Stephen exclaimed, “Look! I see the heavens opened and the Son of Man standing at the right hand of God!” (Acts 7:56, N.K.J.V.). Evidently that vision of heaven was for Stephen’s eyes only because the members of the Sanhedrin couldn’t see it. Their response to Stephen’s exclamation was to cry out loudly, put their hands over their ears so they didn’t have to listen to him anymore, and rush toward him (Acts 7:57).
Once they had laid their hands upon him, they unceremoniously bum rushed him out of Jerusalem, picked up stones, and stoned him to death (Acts 7:58). With his dying words Stephen said, “Lord Jesus, receive my spirit” (Acts 7:59) and, “Lord, do not charge them with this sin” (Acts 7:60). Those statements were virtually identical to two statements Jesus had made while hanging on the cross: “Father, forgive them, for they do not know what they do” (Luke 23:34, N.K.J.V.) and “Father, into Your hands I commit My spirit” (Luke 23:46, N.K.J.V.) And with that the church had its first martyr.
Even though death by stoning was the Mosaic law’s sentence for blasphemy (Leviticus 24:16), the fact was that the Israel of Stephen’s day was no longer a nation in and of itself. It was merely one little slice of the vast Roman empire. As such the Jewish Sanhedrin could not officially put anyone to death. They had to get Rome’s permission for that. This, of course, was why they had been forced to get Pontius Pilate on board regarding the death of Jesus.
So why did the members of the Sanhedrin stone Stephen without first asking permission from the Romans? Well, does the term “mob violence” mean anything to you? You see, Stephen’s death wasn’t the result of the Sanhedrin working in an official capacity through official channels. It was, instead, a gang of angry men who were royally ticked off at what Stephen had said about them. If Acts chapter 7 was part of an old Western movie, Stephen’s death would have been a lynching rather than a stoning.

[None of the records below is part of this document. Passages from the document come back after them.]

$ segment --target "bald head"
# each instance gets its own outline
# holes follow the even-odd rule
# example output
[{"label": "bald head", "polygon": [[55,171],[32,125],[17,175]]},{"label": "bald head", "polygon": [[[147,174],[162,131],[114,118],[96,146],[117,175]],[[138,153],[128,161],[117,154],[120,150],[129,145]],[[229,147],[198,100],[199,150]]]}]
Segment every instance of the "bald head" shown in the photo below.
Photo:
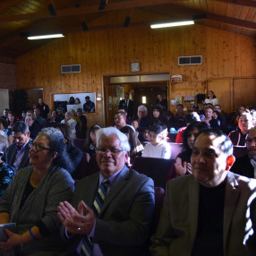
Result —
[{"label": "bald head", "polygon": [[256,161],[256,127],[249,130],[247,136],[247,152],[249,158]]}]

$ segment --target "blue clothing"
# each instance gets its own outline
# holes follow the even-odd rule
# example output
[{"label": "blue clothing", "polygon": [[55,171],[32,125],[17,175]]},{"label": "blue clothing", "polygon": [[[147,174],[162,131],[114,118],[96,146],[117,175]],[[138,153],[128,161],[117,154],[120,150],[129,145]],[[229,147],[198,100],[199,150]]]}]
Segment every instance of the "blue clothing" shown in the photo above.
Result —
[{"label": "blue clothing", "polygon": [[85,113],[94,113],[95,104],[91,100],[90,100],[89,102],[85,102],[83,104],[82,108]]},{"label": "blue clothing", "polygon": [[10,165],[0,163],[0,196],[4,195],[4,190],[9,186],[14,175],[14,169]]}]

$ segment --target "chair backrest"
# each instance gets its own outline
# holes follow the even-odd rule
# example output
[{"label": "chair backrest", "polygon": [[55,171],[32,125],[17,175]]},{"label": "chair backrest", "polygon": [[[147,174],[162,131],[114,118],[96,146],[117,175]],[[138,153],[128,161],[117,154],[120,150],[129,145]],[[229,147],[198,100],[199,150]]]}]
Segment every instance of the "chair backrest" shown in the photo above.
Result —
[{"label": "chair backrest", "polygon": [[170,139],[170,142],[175,142],[177,137],[177,133],[168,133],[168,138]]},{"label": "chair backrest", "polygon": [[247,154],[247,147],[246,146],[233,146],[234,149],[234,156],[235,158],[242,158]]},{"label": "chair backrest", "polygon": [[85,143],[85,139],[73,139],[73,142],[74,146],[76,146],[81,150],[82,150],[83,145]]},{"label": "chair backrest", "polygon": [[150,177],[155,186],[165,188],[174,161],[174,159],[138,157],[134,158],[132,168]]},{"label": "chair backrest", "polygon": [[171,159],[175,159],[177,155],[182,152],[183,150],[183,144],[182,143],[172,143],[170,142],[171,145]]}]

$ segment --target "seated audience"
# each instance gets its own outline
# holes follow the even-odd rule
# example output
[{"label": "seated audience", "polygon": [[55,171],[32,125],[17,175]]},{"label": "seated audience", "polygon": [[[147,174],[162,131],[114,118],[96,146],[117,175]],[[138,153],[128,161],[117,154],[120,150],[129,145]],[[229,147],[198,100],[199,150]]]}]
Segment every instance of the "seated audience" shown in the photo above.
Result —
[{"label": "seated audience", "polygon": [[154,107],[149,116],[149,126],[157,124],[163,125],[164,124],[167,124],[168,120],[163,112],[163,108],[159,106]]},{"label": "seated audience", "polygon": [[120,129],[120,132],[124,133],[128,138],[128,141],[131,147],[129,155],[130,159],[128,165],[130,164],[129,166],[132,166],[136,157],[141,157],[144,148],[139,141],[136,133],[131,127],[129,127],[128,125],[124,126]]},{"label": "seated audience", "polygon": [[77,108],[77,117],[80,120],[81,129],[80,132],[77,133],[78,139],[85,139],[86,138],[86,132],[87,132],[87,118],[84,115],[82,115],[82,109]]},{"label": "seated audience", "polygon": [[183,106],[182,104],[178,104],[176,106],[177,114],[175,115],[175,123],[174,124],[176,130],[186,126],[186,115],[183,112]]},{"label": "seated audience", "polygon": [[208,107],[205,110],[205,118],[201,120],[205,122],[209,128],[212,129],[219,129],[219,125],[218,124],[218,121],[213,118],[213,108]]},{"label": "seated audience", "polygon": [[29,126],[22,121],[17,121],[13,127],[14,143],[6,149],[5,162],[12,166],[15,172],[30,165],[29,144],[32,141],[30,138]]},{"label": "seated audience", "polygon": [[0,199],[0,223],[15,222],[17,231],[5,229],[1,251],[12,255],[60,255],[65,245],[59,236],[57,205],[70,201],[74,182],[68,169],[63,134],[55,128],[41,131],[30,143],[31,166],[16,174]]},{"label": "seated audience", "polygon": [[256,127],[249,130],[246,145],[247,154],[235,159],[231,171],[248,178],[256,179]]},{"label": "seated audience", "polygon": [[217,120],[218,122],[218,125],[220,127],[220,125],[222,124],[221,122],[222,122],[222,119],[221,119],[221,115],[219,114],[218,111],[217,110],[214,110],[213,113],[212,113],[212,117]]},{"label": "seated audience", "polygon": [[55,124],[54,127],[64,135],[65,149],[70,161],[70,169],[67,169],[67,171],[73,175],[81,161],[82,151],[73,145],[71,129],[66,124]]},{"label": "seated audience", "polygon": [[7,127],[8,127],[8,123],[6,119],[0,118],[0,131],[4,132],[4,135],[8,139],[9,145],[12,145],[13,143],[13,137],[12,132],[10,132],[10,130],[7,129]]},{"label": "seated audience", "polygon": [[57,116],[55,117],[56,123],[61,123],[64,119],[64,115],[63,114],[62,109],[57,110]]},{"label": "seated audience", "polygon": [[194,140],[201,130],[207,128],[208,125],[201,121],[195,121],[187,126],[183,132],[183,151],[176,157],[175,163],[172,166],[166,181],[192,174],[191,156]]},{"label": "seated audience", "polygon": [[192,123],[193,123],[195,121],[199,121],[199,122],[201,121],[200,116],[199,116],[197,112],[191,112],[188,115],[186,115],[186,124],[187,124],[187,125],[185,127],[182,127],[178,131],[178,133],[177,133],[176,139],[175,139],[175,143],[183,143],[183,133],[186,130],[187,126],[190,124],[192,124]]},{"label": "seated audience", "polygon": [[0,197],[9,186],[11,180],[15,175],[14,169],[2,160],[2,158],[8,147],[8,141],[5,136],[0,135]]},{"label": "seated audience", "polygon": [[220,114],[221,116],[221,124],[226,124],[226,113],[225,113],[222,109],[220,105],[217,104],[214,106],[214,110],[218,111]]},{"label": "seated audience", "polygon": [[35,119],[37,120],[38,124],[39,124],[41,128],[47,127],[47,119],[41,116],[41,112],[38,107],[34,108],[34,115]]},{"label": "seated audience", "polygon": [[161,94],[158,94],[158,99],[156,102],[156,106],[158,105],[160,105],[162,107],[162,110],[166,110],[168,108],[167,99],[163,98],[163,96]]},{"label": "seated audience", "polygon": [[167,183],[151,255],[255,255],[256,182],[229,171],[230,139],[202,130],[192,175]]},{"label": "seated audience", "polygon": [[171,146],[165,140],[162,140],[163,128],[160,125],[149,127],[149,141],[144,147],[143,158],[171,158]]},{"label": "seated audience", "polygon": [[67,255],[90,255],[90,249],[91,255],[139,256],[147,250],[154,183],[126,167],[129,151],[127,137],[119,130],[108,127],[97,133],[100,171],[80,180],[72,203],[58,207],[64,238],[71,243]]},{"label": "seated audience", "polygon": [[13,126],[16,122],[16,115],[13,111],[8,112],[8,129],[12,132]]},{"label": "seated audience", "polygon": [[28,114],[25,118],[25,123],[28,124],[30,132],[30,138],[35,140],[41,131],[42,127],[35,119],[33,115]]},{"label": "seated audience", "polygon": [[100,129],[98,125],[92,125],[88,131],[83,151],[89,153],[90,157],[96,154],[96,133]]},{"label": "seated audience", "polygon": [[122,127],[124,127],[126,125],[126,116],[125,113],[124,112],[117,112],[115,115],[115,124],[116,129],[120,130]]},{"label": "seated audience", "polygon": [[138,121],[136,121],[136,120],[132,121],[132,126],[134,128],[135,133],[138,136],[139,135],[139,132],[138,132],[139,123],[138,123]]},{"label": "seated audience", "polygon": [[56,124],[56,116],[57,116],[57,112],[55,110],[53,110],[50,118],[48,118],[47,122],[47,127],[52,127],[54,126],[55,124]]},{"label": "seated audience", "polygon": [[26,111],[22,111],[21,112],[21,121],[23,121],[25,123],[26,115],[27,115]]},{"label": "seated audience", "polygon": [[75,126],[77,122],[73,118],[72,118],[72,113],[70,111],[67,111],[65,113],[65,118],[61,122],[61,124],[66,124],[67,125],[70,126],[72,131],[72,137],[73,139],[75,139],[76,138]]},{"label": "seated audience", "polygon": [[10,109],[9,109],[9,108],[4,109],[3,115],[0,116],[0,118],[4,118],[4,119],[5,119],[6,121],[8,121],[8,113],[9,113],[9,112],[10,112]]},{"label": "seated audience", "polygon": [[238,126],[235,131],[228,134],[233,145],[246,146],[246,136],[249,130],[252,128],[252,117],[250,113],[242,113],[238,119]]},{"label": "seated audience", "polygon": [[37,107],[40,110],[40,116],[44,119],[47,119],[47,115],[50,112],[48,105],[44,103],[44,99],[42,98],[38,98],[38,104]]},{"label": "seated audience", "polygon": [[140,127],[149,127],[148,108],[141,105],[138,107],[137,116],[131,119],[131,122],[136,120],[139,123]]},{"label": "seated audience", "polygon": [[212,104],[213,106],[218,105],[218,100],[216,98],[214,92],[212,90],[209,90],[208,93],[208,98],[205,99],[204,101],[205,104]]},{"label": "seated audience", "polygon": [[229,123],[235,124],[238,124],[238,119],[239,119],[240,115],[245,112],[249,113],[248,107],[246,107],[245,105],[241,105],[236,110],[236,112],[232,113],[231,116],[229,116],[229,120],[230,120]]}]

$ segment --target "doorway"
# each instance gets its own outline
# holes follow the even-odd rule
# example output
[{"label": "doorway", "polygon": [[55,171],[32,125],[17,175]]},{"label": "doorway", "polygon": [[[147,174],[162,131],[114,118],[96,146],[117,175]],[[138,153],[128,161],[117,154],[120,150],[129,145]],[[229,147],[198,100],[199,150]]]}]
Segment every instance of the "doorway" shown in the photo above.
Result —
[{"label": "doorway", "polygon": [[140,105],[147,107],[150,114],[158,94],[167,99],[169,109],[169,73],[104,77],[106,126],[115,124],[115,114],[118,111],[120,100],[124,98],[124,93],[121,95],[120,91],[129,92],[130,99],[133,100],[133,116],[136,116]]}]

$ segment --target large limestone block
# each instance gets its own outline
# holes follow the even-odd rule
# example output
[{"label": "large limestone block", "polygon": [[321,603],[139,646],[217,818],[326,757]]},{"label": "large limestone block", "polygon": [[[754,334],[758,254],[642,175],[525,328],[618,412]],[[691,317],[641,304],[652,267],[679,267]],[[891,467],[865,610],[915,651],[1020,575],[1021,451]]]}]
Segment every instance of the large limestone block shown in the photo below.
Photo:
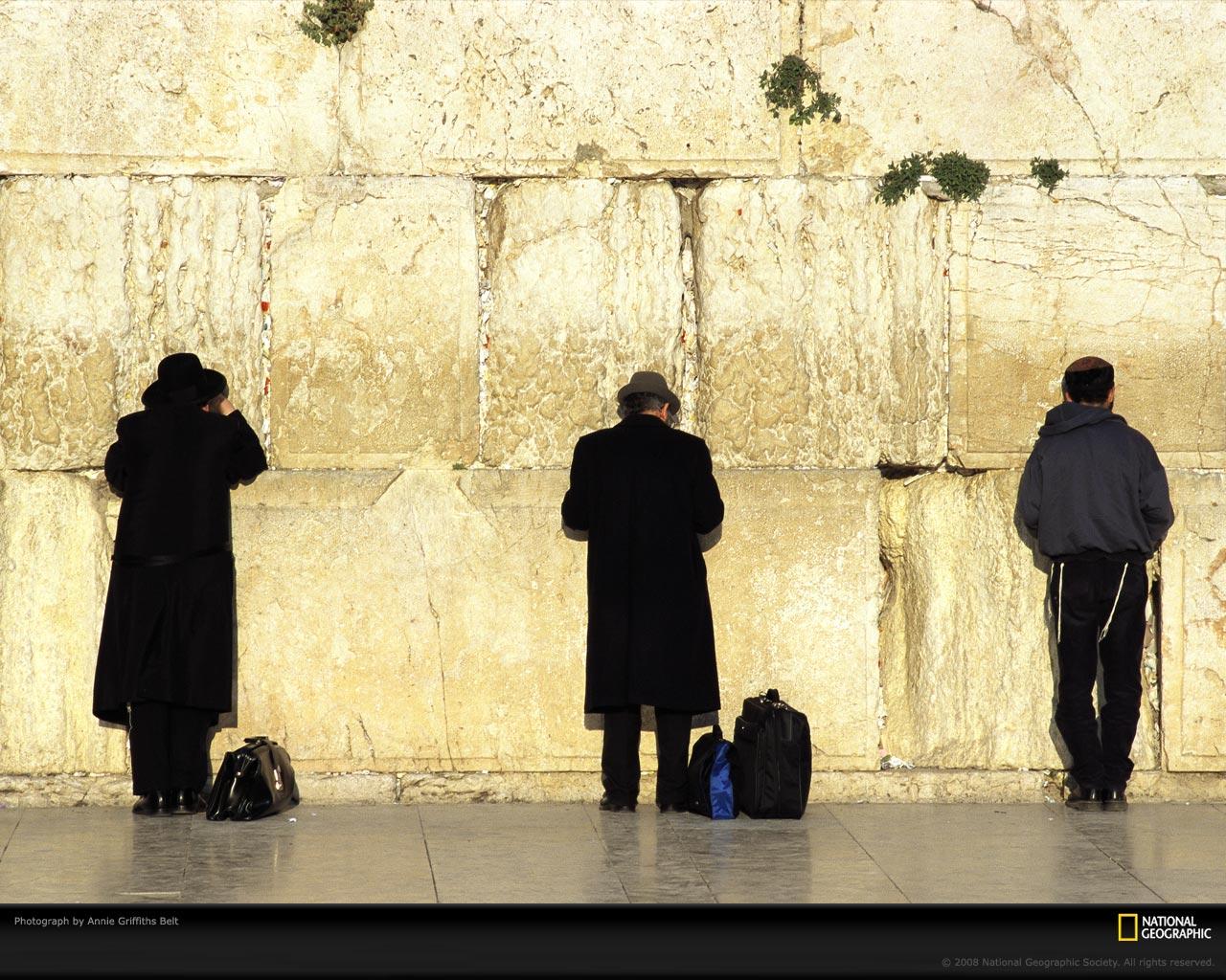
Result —
[{"label": "large limestone block", "polygon": [[954,459],[1024,463],[1064,368],[1096,354],[1167,466],[1226,463],[1226,198],[1192,178],[1015,184],[954,225]]},{"label": "large limestone block", "polygon": [[123,772],[124,735],[91,714],[109,576],[103,489],[0,475],[0,773]]},{"label": "large limestone block", "polygon": [[1162,545],[1162,748],[1183,772],[1226,769],[1226,475],[1172,473]]},{"label": "large limestone block", "polygon": [[272,450],[282,467],[477,454],[473,186],[289,180],[272,247]]},{"label": "large limestone block", "polygon": [[845,114],[805,129],[810,173],[881,174],[921,149],[1027,179],[1036,156],[1080,174],[1226,167],[1221,0],[809,0],[803,36]]},{"label": "large limestone block", "polygon": [[329,169],[336,55],[298,31],[300,11],[294,0],[10,0],[0,172]]},{"label": "large limestone block", "polygon": [[349,173],[791,173],[758,77],[798,44],[796,0],[375,4],[342,53]]},{"label": "large limestone block", "polygon": [[564,492],[558,472],[488,470],[276,472],[237,492],[224,745],[267,730],[321,772],[592,768]]},{"label": "large limestone block", "polygon": [[944,457],[944,222],[872,196],[779,179],[699,197],[698,410],[718,466]]},{"label": "large limestone block", "polygon": [[[933,473],[885,485],[881,556],[890,589],[881,617],[881,744],[916,766],[1065,766],[1053,720],[1048,564],[1014,526],[1019,479],[1016,470]],[[1143,674],[1133,761],[1152,769],[1156,677],[1151,669]]]},{"label": "large limestone block", "polygon": [[[720,480],[727,724],[777,686],[819,768],[874,766],[878,475]],[[237,491],[239,726],[215,751],[259,730],[305,772],[597,771],[565,488],[560,470],[278,470]]]},{"label": "large limestone block", "polygon": [[185,176],[0,184],[0,467],[101,466],[175,350],[223,371],[259,428],[261,192]]},{"label": "large limestone block", "polygon": [[880,477],[716,475],[727,514],[706,559],[725,734],[745,697],[777,687],[808,715],[815,771],[875,768]]},{"label": "large limestone block", "polygon": [[483,461],[566,466],[617,421],[617,390],[657,370],[679,391],[680,206],[664,181],[526,180],[489,213]]}]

No doubt the illegal nature of the death only made the shockwaves from it even greater. Even though this wasn’t the first time the Jerusalem church had experienced persecution, the persecution had never resulted in death. For example, Peter and John had been arrested and brought before the Sanhedrin, but the two apostles had gotten off unscathed (Acts 4:22). All twelve of the apostles had later been arrested by a group of Sadducees and thrown into prison, but an angel had opened the prison doors and led them to freedom (Acts 5:17-21). Those apostles had been rearrested shortly afterward and brought again before the Sanhedrin, but that trial had resulted in them merely being beaten and commanded not to speak in the name of Jesus (Acts 5:22-42).
It was Stephen’s death that took the persecution against the church to a whole new level. Now the gloves were off. The last verse of Acts chapter 7 closes with Stephen dying, and the first verse of Acts chapter 8 says that at that time “a great persecution arose against the church which was at Jerusalem” (N.K.J.V.). Don’t miss the connection between those two happenings.
But would you believe that God would use the heightened level of persecution against the Jerusalem church to accomplish not one but two things necessary in order for the early church as a whole to go a new and more prolific level? In my next post I’ll identify what those two things were. So until then I’ll ask you to stay tuned. And in the meantime just know that even when God either causes or allows a “bad” thing to happen, He always has a multilayered plan to bring tremendous good out of it. We just have to be patient until we can see the full unfolding of that plan.